U.S. Markets closed

Is Bureau Veritas SA's (EPA:BVI) Capital Allocation Ability Worth Your Time?

Simply Wall St

Today we are going to look at Bureau Veritas SA (EPA:BVI) to see whether it might be an attractive investment prospect. To be precise, we'll consider its Return On Capital Employed (ROCE), as that will inform our view of the quality of the business.

First up, we'll look at what ROCE is and how we calculate it. Then we'll compare its ROCE to similar companies. Then we'll determine how its current liabilities are affecting its ROCE.

What is Return On Capital Employed (ROCE)?

ROCE measures the 'return' (pre-tax profit) a company generates from capital employed in its business. In general, businesses with a higher ROCE are usually better quality. Overall, it is a valuable metric that has its flaws. Renowned investment researcher Michael Mauboussin has suggested that a high ROCE can indicate that 'one dollar invested in the company generates value of more than one dollar'.

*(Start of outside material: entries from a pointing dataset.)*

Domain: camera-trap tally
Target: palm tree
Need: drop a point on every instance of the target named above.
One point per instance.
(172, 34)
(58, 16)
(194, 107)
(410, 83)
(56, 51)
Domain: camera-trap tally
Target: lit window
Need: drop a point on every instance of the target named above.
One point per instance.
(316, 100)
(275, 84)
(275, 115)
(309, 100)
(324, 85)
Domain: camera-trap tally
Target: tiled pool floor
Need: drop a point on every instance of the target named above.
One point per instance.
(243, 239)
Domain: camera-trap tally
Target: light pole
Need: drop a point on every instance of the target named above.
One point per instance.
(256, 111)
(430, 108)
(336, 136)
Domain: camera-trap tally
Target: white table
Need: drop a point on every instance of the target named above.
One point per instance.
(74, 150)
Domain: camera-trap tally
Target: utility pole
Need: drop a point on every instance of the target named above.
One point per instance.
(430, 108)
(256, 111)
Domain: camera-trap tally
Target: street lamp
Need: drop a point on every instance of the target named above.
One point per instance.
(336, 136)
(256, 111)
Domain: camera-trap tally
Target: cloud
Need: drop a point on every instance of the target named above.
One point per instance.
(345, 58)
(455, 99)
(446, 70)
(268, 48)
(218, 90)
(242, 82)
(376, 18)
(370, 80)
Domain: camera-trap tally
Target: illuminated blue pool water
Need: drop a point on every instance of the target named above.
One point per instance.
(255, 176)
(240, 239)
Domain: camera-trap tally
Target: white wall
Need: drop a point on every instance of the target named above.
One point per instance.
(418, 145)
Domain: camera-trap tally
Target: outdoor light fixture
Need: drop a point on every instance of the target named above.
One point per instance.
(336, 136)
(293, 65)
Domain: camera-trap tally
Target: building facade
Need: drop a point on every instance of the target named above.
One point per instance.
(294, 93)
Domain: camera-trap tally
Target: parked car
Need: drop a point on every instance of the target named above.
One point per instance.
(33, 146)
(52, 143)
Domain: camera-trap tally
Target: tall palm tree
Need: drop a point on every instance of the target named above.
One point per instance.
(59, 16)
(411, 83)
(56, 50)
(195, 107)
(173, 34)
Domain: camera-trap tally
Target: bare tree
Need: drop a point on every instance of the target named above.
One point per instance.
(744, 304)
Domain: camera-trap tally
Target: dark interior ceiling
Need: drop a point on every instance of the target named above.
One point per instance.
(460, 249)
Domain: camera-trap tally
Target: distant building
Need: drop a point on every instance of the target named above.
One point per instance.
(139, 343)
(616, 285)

How Do You Calculate Return On Capital Employed?

Analysts use this formula to calculate return on capital employed:

Return on Capital Employed = Earnings Before Interest and Tax (EBIT) ÷ (Total Assets - Current Liabilities)

Or for Bureau Veritas:

0.15 = €667m ÷ (€6.3b - €1.7b) (Based on the trailing twelve months to June 2019.)

So, Bureau Veritas has an ROCE of 15%.

See our latest analysis for Bureau Veritas

Is Bureau Veritas's ROCE Good?

When making comparisons between similar businesses, investors may find ROCE useful. Using our data, Bureau Veritas's ROCE appears to be around the 15% average of the Professional Services industry. Regardless of where Bureau Veritas sits next to its industry, its ROCE in absolute terms appears satisfactory, and this company could be worth a closer look.

The image below shows how Bureau Veritas's ROCE compares to its industry, and you can click it to see more detail on its past growth.

ENXTPA:BVI Past Revenue and Net Income, September 17th 2019

Remember that this metric is backwards looking - it shows what has happened in the past, and does not accurately predict the future. ROCE can be misleading for companies in cyclical industries, with returns looking impressive during the boom times, but very weak during the busts. ROCE is, after all, simply a snap shot of a single year. Since the future is so important for investors, you should check out our free report on analyst forecasts for Bureau Veritas.

What Are Current Liabilities, And How Do They Affect Bureau Veritas's ROCE?

Short term (or current) liabilities, are things like supplier invoices, overdrafts, or tax bills that need to be paid within 12 months. The ROCE equation subtracts current liabilities from capital employed, so a company with a lot of current liabilities appears to have less capital employed, and a higher ROCE than otherwise. To check the impact of this, we calculate if a company has high current liabilities relative to its total assets.

Bureau Veritas has total liabilities of €1.7b and total assets of €6.3b. Therefore its current liabilities are equivalent to approximately 27% of its total assets. Current liabilities are minimal, limiting the impact on ROCE.

Our Take On Bureau Veritas's ROCE

Overall, Bureau Veritas has a decent ROCE and could be worthy of further research. Bureau Veritas shapes up well under this analysis, but it is far from the only business delivering excellent numbers . You might also want to check this free collection of companies delivering excellent earnings growth.

If you like to buy stocks alongside management, then you might just love this free list of companies. (Hint: insiders have been buying them).

We aim to bring you long-term focused research analysis driven by fundamental data. Note that our analysis may not factor in the latest price-sensitive company announcements or qualitative material.

If you spot an error that warrants correction, please contact the editor at editorial-team@simplywallst.com. This article by Simply Wall St is general in nature. It does not constitute a recommendation to buy or sell any stock, and does not take account of your objectives, or your financial situation. Simply Wall St has no position in the stocks mentioned. Thank you for reading.